Saturday, April 10, 2004

Kendo

We just watched the Last Samurai and now I would like to learn Kendo. They taught it at Melbourne Uni. One more reason to go back to Melbourne. For the longest time, I couldn't figure why they were sparring with wooden sticks. For the longest time, I was ignorant.

It was a beautiful movie.

Subtle in many ways. The Japanese are a stoic race. No wonder Dan loves them. I have always been ambivalent to Japan. Perhaps, it was a mixture of my grandmother telling me stories about how Japanese soldiers fed my uncle and learning about their atrocities through my history courses. When in doubt, ignore. That's what I did.

I did minimal amounts of Asian history and what Asian history I remember was from this course entitled "East Asian International Relations". I recall the Japanese defeating the Russians in the Russo-Japanese war and starting the domino effect which eventually led to the fall of the Romanov dynasty. I recall the Boxer Rebellion. Not much else I'm afraid.

Although the Last Samurai is an Americanised and a much glorified view of the last days of the Samurai, the show has its merits. It reminded me of those lessons that not everything modern and advanced is good, that there are ways that we should remember and continue. I often scoffed at things my parents made me do, as I grew up. But now, I see the merits in what they have taught me, as their parents had taught them and I see my brother teaching his children. And I understand. We live in a time where we as a society face a crisis of identity and going forth, relishing all that is bright and glittery, relinquishing that which is well-worn and faded, would be a mistake.

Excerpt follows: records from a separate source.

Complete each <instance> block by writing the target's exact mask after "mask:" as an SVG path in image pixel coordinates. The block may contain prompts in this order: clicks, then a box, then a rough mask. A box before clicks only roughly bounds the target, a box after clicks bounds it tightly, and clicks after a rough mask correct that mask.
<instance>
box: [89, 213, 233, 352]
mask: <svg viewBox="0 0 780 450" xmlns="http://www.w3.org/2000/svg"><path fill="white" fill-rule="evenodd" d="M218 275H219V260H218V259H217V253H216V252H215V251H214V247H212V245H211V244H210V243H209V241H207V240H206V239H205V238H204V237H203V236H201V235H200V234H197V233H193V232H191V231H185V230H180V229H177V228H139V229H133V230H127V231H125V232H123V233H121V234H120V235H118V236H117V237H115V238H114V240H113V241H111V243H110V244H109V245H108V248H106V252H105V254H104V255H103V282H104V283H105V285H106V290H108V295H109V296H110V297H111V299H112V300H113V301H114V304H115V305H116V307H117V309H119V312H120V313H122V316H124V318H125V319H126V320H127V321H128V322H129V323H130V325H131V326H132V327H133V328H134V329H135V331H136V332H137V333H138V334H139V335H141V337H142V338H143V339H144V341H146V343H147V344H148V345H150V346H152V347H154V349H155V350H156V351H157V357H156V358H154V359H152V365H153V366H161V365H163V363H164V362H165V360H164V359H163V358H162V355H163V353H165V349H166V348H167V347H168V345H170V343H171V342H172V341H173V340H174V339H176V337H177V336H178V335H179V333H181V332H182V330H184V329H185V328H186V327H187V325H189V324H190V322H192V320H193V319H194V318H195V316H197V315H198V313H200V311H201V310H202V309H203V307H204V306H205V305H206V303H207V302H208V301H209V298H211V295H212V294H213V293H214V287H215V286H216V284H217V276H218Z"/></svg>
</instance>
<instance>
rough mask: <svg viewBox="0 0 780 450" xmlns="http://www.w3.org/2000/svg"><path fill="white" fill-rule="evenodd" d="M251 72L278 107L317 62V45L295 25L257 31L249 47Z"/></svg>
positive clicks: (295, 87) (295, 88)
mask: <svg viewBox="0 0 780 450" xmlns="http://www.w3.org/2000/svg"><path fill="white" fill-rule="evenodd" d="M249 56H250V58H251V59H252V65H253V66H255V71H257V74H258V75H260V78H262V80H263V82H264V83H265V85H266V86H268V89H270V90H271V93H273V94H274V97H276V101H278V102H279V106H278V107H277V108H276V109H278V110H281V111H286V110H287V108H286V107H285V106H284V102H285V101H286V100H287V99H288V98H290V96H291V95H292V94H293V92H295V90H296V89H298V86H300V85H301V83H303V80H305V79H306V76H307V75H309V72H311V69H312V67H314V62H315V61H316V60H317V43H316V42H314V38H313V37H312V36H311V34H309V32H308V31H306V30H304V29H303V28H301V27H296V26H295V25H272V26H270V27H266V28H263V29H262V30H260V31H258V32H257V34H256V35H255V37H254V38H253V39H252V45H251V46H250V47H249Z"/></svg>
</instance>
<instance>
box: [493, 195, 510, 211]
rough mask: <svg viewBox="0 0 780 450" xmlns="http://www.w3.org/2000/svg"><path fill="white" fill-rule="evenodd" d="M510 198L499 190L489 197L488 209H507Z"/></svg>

It is for the reason, that I still hesitate to bring up my children in a western country- much as I fear that the education system here would be the end of them. It will be that much harder for us, to teach them in a Western country, the values that they must have. This is why, despite my great inability to speak the Chinese language, I am determined to teach it to them. There are just somethings that cannot be replaced or replicated.

When I was first told that my civics class was one that would take Higher Chinese, I balked. It would be akin to an infidel leading a crusade (Excuse the strange analogy, but it was the first one that popped into my mind). But I have come to respect them, because of the respect they show to us. I do not force them to thank me, I do not believe in that. But yet, at the end of every class, they come up to me and thank me. Of course, there are some values they have that I am determined to break. The inability to question what is painted in seemingly black and white and the rote acceptance of what is right.

Some may say that is where the conflict lies. Yes, that is where the challenge lies. In my interview for the humanities scholarship at 16, I was asked what I thought of the influx of all things western. My juvenile answer was straightforward, but something I still believe today- we keep some and we lose some- it's a matter of keeping what we deem important and throwing out what didn't work in the past but was kept for posterity. I still buy that.

Daniel said that at heart, I'm a traditional kinda gal. Maybe I am. Maybe all those years of Western schooling has opened my mind enough to see that not all things old and Asian are bad. Or maybe that revelation just comes with age. Whatever it is, I'm glad to be that kinda gal.